The Independent Corrupt Practices and other related offences Commission (ICPC) has said it will appeal the court verdict ordering the immediate release of Dibu Ojerinde, ex-registrar of the Joint Admissions and Matriculation Board (JAMB). Early this week, a Federal High Court in Abuja ordered ICPC to release Ojerinde and pay him N1 million damages for unlawful detention.
Obiora Egwuatu, presiding judge, also awarded N200,000 fine against the ICPC as the cost of instituting the suit against the former JAMB registrar. In March 2021, Ojerinde was arrested by the ICPC. Four months later, he was arraigned on an 18-count charge bordering on alleged misappropriation of funds to the tune of N5.2 billion while in office.
He was later granted bail while the trial continued. In January 2023, Ojer- inde was re-arrested by the ICPC at the court premises. Subsequently, the former JAMB registrar sued ICPC for allegedly violating his right to dignity and liberty.
Delivering judgment on Tuesday, Egwuatu held that though Ojerinde’s re- arrest was legal and lawful based on the search warrant obtained from the chief judge of the court, the anti-graft commission ought to have obtained a detention warrant.
The judge held that detaining the applicant without a proper order and not arraigning him was a breach of his fundamental right to liberty.
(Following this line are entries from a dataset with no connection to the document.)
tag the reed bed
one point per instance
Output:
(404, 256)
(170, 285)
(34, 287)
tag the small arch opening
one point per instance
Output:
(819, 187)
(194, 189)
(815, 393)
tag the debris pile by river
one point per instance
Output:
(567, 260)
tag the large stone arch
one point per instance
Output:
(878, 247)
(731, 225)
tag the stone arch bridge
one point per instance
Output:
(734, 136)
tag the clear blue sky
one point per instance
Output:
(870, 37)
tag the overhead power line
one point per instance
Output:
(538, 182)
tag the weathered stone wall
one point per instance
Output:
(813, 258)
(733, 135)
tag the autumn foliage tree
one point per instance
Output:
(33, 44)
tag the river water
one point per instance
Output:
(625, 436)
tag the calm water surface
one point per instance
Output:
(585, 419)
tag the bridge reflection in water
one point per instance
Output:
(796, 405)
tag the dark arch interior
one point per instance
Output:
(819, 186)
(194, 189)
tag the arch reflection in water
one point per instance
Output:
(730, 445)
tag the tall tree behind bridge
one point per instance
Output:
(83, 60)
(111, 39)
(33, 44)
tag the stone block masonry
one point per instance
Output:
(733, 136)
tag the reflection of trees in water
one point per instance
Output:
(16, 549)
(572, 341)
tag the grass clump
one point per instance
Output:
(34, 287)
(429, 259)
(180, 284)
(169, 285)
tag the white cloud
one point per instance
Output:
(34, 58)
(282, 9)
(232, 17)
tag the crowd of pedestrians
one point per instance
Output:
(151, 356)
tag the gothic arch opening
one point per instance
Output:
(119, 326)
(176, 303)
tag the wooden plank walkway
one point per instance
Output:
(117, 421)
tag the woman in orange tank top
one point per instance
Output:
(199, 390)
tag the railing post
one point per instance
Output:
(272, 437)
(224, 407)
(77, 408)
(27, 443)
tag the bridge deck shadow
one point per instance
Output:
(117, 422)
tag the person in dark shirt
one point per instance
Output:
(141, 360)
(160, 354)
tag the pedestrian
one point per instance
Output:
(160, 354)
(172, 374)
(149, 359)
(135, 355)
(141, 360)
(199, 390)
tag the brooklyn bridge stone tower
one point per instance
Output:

In a statement issued yesterday, Azuka Ogugua, ICPC spokesperson, said the Commission “intends to appeal the ruling of the court.
“The anti-corruption agency had a valid warrant issued by the Chief Judge of the Federal High Court dated 6th December, 2022. “Ojerinde had used several false names, aliases and forged means of identification such as Akanbi Lamidi, Adeniyi Banji, Habibulahi Lamidi, Joshua Olaniran Olakuleyin, etc., to perpetrate his corrupt practices through various banks.”